Nella vita si può sopravvivere a tutto. Anzi no. O forse sì. E’ intorno a questo frase sentenza a doppio esito che ruota Stockholm Ostra (Stockholm East) di Simon Kaijser da Silva, regista svedese alla sua prima prova cinematografica, ma già temprato da una buona gavetta televisiva nel campo delle series. La sua pellicola ha aperto la Settimana della Critica di Venezia 68.
 
Una mattina Johan investe e uccide con la macchina la piccola figlia di Anna. Il dolore per la donna è un macigno sull’anima. Ma dopo il Caso è il Fato a bussare alla sua porta: inconsapevolmente inizia una relazione sentimentale proprio con Johan, un feeling fatto di menzogne e rivelazioni che condurranno i due verso eventi inaspettati.
 
Pur con alcune evidenti sbavature, siamo senza dubbio di fronte ad una buona opera prima. Molteplici i fattori positivi. In primis la performance, che definirei sopraffina, dei due attori protagonisti: Mikael Persbrandt (In un mondo migliore) e Iben Hjejle. Il primo conserva l’espressivo volto (di bronzo) già adoperato nel film di Susanne Bier, la seconda è estremamente realistica dietro una faccia scarna consumata dal dolore. A questo s’aggiunge una fotografia lucida e curata, brillante e incisiva, che fascia uniformemente ogni sequenza. Ma anche le tematiche del Caso, del Fato e dell’Amore si mischiano con fluidità ai ripetuti colpi di scena e indizi depistanti e misteriosi nei quali cade lo spettatore sin dall’inizio.
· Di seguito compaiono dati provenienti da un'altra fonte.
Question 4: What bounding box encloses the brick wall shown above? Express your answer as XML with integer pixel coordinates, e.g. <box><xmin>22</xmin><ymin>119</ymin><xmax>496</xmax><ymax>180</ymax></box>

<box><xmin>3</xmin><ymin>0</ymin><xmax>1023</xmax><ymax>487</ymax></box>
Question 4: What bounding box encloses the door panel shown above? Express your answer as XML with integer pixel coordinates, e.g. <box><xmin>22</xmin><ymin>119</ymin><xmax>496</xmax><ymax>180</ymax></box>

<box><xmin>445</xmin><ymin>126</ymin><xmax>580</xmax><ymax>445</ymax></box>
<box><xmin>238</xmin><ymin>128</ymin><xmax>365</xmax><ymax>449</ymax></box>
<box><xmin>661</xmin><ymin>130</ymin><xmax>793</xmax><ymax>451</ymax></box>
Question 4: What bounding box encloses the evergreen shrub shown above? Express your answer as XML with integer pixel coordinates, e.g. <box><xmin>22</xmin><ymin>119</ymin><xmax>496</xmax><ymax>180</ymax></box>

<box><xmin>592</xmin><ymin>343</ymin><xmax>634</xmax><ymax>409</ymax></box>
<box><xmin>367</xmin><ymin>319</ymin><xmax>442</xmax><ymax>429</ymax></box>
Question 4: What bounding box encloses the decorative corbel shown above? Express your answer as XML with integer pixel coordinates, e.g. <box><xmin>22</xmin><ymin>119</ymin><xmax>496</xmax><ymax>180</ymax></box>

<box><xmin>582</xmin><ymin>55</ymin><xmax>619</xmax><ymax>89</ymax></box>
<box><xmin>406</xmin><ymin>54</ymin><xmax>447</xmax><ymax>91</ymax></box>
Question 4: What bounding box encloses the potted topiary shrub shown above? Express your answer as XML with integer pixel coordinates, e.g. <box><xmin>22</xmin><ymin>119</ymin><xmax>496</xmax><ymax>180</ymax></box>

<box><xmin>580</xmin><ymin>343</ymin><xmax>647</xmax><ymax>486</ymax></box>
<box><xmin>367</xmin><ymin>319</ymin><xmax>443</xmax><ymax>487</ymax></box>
Ma all’apparizione dei titoli di coda percepiamo che qualcosa non va, ovvero manca uno scavo psicologico dei personaggi consono alla vicenda. Il regista non riesce a mettere davvero a fuoco le motivazioni che spingono l’una nelle braccia dell’altro. Il peccato commesso è grave, ma perdonabile proprio in virtù della gran bella sceneggiatura.
Insomma, Stockholm Ostra è una ciambella che non esce con il buco, ma non è nemmeno propriamente un bombolone. Quantomeno la crema e lo zucchero non mancano. La pellicola si gusta con piacere, sazia, e ci ricorda come il cinema svedese sia vivo e vitale.